Even before a late flurry at the trade deadline created a need for another forward on the Pistons roster, Quincy Miller had his eye on the them. He liked the intense manner of Stan Van Gundy, reminding him of his AAU coach – his uncle. He liked the way Van Gundy used his power forwards at Dwight Howard's side in Orlando. And he liked the idea of playing alongside Andre Drummond and Greg Monroe.
Then Kyle Singler, Jonas Jerebko and Gigi Datome got shipped out of town and Miller's interest in becoming a Piston ratcheted up another few notches.
"I was just trying to stay focused," Miller said of the anxiety associated with the trade deadline. "If I had to go back to (D-League team) Reno, then I had to go back to Reno. I wasn't complaining – staying positive, looking forward to it, but it happened for me."
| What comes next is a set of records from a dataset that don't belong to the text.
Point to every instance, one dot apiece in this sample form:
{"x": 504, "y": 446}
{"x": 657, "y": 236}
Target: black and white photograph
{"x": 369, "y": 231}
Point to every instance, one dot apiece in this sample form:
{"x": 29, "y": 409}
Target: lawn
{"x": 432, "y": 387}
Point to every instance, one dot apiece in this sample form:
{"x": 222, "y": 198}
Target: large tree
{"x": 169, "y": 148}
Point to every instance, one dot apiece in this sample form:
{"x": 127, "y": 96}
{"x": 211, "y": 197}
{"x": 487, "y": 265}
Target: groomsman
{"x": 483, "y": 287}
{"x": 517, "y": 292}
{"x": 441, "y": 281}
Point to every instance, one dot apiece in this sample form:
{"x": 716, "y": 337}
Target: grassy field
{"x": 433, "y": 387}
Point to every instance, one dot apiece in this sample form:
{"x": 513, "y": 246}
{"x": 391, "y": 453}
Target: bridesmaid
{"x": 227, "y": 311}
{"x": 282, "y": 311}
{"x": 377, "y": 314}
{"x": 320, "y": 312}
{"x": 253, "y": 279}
For the next week, at least, Miller will get his shot to prove he belongs in the NBA past the expiration of the 10-day contract he signed with the Pistons on Saturday. Since being drafted in 2012 as a Baylor freshman with the 38th pick by Denver – the Pistons chose Khris Middleton with the next pick – Miller has played a total of 65 NBA games, including six on 10-day contracts with Sacramento earlier this season.
He averaged 25 points for Reno in 15 D-League games, catching the eyes of Grand Rapids Drive coach Otis Smith and Pistons pro scouts.
"All the reports on him have been good," Stan Van Gundy said. "He's a talented guy. Plays with good energy. He's athletic, he can shoot the ball with range, he's a pretty good individual defender. He'll probably struggle a little at the four if he has to play post-up guys. I'm not really sure what kind of ball skills he has if he plays the three, but he's clearly athletic and with good energy and really has a nice shooting stroke. Length, athleticism and shooting is a pretty good combination."
The Pistons made another move for a forward with a somewhat similar skill set on Tuesday, claiming veteran Shawne Williams off waivers. Van Gundy said Williams' presence is unconnected to Miller's status.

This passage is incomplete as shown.